LoRA Training (Stable Diffusion 1.5)

 

I have been playing with Stable Diffusion for over a year now and seen a lot of erroneous information online about how to train LoRAs (Low-Rank Adaptation). I've specifically been experimenting with taking 3D game characters and training LoRA models based on these game character images to create photo realistic images after they are passed through the Machine Learning Model (because it's really not AI at all!).

This article will use the Kohya_ss trainer (https://github.com/bmaltais/kohya_ss). At the time of writing this is the most popular system and what I typically use. I will not cover how to install it since there are plenty of easy guides online that do so already. I also assume you know the basics of how to set up Kohya_ss to train a LoRA. Again there are many great guides on the basics even if so many of them are quite wrong about the settings, captioning, and source images to use. Follow these for the operation of the software and come back here to learn about the configuration.

In this article I'll provide all the details of my process for taking a game character and transferring the likeness into a photo-realistic representation via a LoRA using Machine Learning. 

Before we start: PLEASE read the license agreements of your game/platform/system and ensure you follow the terms. I was careful to confirm that the platforms used for this article do not have any restrictions about ML use and advise you do the same. As of the writing of this article, this is a complex area and there are many unanswered questions that will likely change over time. 
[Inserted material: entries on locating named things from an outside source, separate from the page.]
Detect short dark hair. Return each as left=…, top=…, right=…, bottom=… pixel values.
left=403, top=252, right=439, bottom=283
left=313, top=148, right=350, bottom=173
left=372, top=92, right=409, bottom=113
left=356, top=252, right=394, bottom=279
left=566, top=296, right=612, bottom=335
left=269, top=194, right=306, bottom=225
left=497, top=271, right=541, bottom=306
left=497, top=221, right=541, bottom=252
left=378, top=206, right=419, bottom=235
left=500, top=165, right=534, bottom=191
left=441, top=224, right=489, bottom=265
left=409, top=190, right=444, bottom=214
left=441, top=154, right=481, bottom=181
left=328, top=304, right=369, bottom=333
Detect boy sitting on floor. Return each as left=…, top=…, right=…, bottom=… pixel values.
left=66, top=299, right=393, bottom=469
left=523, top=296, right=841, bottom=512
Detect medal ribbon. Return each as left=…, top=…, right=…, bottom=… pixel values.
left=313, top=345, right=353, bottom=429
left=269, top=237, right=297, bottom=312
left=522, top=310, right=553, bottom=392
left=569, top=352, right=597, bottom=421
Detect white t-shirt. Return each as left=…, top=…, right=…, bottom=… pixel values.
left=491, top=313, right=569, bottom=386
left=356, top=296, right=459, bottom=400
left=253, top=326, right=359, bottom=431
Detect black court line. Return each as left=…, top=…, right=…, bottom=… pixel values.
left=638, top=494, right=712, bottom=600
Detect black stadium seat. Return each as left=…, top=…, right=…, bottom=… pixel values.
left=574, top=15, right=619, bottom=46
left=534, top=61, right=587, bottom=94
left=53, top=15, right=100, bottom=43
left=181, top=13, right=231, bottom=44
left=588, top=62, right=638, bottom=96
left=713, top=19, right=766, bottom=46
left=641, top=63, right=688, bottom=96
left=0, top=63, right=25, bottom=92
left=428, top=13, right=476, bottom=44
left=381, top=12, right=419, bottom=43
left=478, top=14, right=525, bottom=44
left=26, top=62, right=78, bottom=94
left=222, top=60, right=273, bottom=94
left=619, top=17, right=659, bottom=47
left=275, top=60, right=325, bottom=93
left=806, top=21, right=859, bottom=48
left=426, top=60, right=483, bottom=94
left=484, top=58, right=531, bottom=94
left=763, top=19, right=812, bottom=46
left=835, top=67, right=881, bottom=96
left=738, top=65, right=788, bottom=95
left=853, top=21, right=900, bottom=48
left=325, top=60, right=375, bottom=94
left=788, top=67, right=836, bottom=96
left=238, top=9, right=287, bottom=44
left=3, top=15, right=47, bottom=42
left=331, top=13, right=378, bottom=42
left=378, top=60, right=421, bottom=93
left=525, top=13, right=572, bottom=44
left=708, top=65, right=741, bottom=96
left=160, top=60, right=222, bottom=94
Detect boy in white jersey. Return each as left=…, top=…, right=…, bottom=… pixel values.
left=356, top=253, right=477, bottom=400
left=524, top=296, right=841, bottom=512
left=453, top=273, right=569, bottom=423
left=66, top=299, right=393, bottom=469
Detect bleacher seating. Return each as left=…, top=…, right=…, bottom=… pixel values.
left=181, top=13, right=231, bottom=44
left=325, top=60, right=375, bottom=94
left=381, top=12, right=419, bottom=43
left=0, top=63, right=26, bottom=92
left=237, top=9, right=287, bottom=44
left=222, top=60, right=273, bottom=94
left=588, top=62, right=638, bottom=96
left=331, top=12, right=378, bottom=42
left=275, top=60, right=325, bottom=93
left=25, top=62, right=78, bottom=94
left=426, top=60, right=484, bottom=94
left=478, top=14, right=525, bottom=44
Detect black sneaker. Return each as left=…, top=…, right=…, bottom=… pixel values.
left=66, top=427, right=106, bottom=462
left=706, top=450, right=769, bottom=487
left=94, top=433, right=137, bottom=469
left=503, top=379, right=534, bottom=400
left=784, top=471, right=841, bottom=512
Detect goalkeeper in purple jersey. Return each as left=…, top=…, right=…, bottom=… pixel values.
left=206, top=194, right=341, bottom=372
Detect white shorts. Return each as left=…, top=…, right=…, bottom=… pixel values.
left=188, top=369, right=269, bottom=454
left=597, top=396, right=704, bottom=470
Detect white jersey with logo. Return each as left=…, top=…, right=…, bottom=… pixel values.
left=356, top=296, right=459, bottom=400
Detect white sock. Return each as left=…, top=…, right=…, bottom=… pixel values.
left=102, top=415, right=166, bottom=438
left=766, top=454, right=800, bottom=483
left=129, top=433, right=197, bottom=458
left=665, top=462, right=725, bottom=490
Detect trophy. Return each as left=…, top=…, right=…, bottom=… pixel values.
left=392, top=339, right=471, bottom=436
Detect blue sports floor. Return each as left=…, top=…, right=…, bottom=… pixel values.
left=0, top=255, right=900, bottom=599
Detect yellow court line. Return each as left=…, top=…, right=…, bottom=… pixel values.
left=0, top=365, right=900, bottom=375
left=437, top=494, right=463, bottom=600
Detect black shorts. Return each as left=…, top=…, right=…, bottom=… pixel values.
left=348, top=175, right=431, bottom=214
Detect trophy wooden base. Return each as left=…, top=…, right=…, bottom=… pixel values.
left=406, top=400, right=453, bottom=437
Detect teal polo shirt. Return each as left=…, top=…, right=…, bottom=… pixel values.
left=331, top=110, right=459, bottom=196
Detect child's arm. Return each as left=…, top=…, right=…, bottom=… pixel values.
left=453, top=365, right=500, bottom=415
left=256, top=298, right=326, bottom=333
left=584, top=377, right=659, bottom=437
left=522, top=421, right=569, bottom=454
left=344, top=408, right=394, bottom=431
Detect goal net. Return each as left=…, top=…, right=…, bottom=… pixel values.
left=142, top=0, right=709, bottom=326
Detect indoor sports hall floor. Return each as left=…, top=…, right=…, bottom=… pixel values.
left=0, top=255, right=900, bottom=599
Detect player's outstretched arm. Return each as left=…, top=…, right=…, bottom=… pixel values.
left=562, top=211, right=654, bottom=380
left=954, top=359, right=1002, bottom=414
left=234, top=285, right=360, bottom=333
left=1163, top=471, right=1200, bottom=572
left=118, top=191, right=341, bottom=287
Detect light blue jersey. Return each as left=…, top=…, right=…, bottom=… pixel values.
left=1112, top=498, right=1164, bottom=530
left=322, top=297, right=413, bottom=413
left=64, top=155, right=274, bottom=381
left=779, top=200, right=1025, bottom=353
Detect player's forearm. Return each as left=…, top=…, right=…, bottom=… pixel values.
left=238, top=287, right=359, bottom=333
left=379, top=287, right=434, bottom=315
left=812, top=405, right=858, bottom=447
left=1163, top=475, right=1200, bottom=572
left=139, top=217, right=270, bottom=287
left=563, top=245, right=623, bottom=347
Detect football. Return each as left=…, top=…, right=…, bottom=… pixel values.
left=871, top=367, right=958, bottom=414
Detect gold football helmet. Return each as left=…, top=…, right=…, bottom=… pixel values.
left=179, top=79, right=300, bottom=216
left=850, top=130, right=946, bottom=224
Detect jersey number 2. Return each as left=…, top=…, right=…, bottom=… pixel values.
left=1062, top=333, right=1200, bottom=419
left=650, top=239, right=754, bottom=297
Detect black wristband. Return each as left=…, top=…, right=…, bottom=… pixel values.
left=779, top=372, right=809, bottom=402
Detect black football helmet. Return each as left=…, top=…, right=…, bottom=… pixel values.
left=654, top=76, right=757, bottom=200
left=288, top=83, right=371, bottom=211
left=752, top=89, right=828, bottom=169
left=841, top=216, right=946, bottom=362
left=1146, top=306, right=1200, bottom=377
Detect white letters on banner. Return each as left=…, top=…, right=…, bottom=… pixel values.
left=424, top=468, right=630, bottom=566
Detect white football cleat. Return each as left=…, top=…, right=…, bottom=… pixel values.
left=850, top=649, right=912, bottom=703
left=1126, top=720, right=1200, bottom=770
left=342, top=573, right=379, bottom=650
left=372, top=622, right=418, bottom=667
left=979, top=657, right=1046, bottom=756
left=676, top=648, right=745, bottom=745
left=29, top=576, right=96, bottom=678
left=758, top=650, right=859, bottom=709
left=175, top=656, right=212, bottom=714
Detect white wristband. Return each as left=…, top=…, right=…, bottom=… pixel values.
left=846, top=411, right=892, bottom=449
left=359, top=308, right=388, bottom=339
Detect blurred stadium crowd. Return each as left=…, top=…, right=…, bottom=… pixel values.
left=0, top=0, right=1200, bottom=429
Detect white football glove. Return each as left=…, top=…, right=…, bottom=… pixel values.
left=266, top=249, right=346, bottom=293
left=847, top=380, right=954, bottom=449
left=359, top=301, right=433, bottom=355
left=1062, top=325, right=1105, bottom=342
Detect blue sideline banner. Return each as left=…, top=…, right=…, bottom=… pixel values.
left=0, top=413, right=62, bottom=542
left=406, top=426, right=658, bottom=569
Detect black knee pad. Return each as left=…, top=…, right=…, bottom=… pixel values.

Also - Please do not deep-fake anyone without their permission. It's just creepy. That's a big part of the reason I'm doing game characters.

 

Data Collection and Preparation

You're going to need good quality source images. The quality is very important (garbage in = garbage out) and since I'm starting with characters I can usually get exactly what I want. I recommend images taken at something close to 4096px resolution. If you can't get that high it is OK, but get the best you can. You need a minimum resolution of 768px on a side to really perform well. Since I usually generate at 640x768 (portrait) resolution, I try to keep a good proportion of the training images in that same aspect ratio - the rest are square. I have found that aspect ratio is a significant factor in the output from ML systems.

Now, some of the advice I'll give next will directly contradict many of the guides I have read in the past. I'll explain my reasons as I go along, but you're welcome to disagree.

I take a total of 42 images (because that's the answer to everything) but any number close-ish to 40 will do.

General Concepts:

Many people try to train a single LoRA with multiple characters, styles, objects, etc. There is really no good reason to ever do this since you can combine multiple LoRAs at generation time. Trying to add multiple things makes training slower, more complex, and less likely to succeed. You need to be very careful about balancing your training data and the result will almost never be as effective as a LoRA trained on just one thing. 

Simple is better!

Image Composition:

If you have a subject, focus on your subject and vary the background (but keep it very simple - even just some solid colours are fine) but you're going to be so close to the face for the majority of the images, it really is not too important anyway. If you are trying to train for a concept or a style rather than a likeness of a subject you need to approach things differently. I'll cover than in a later post.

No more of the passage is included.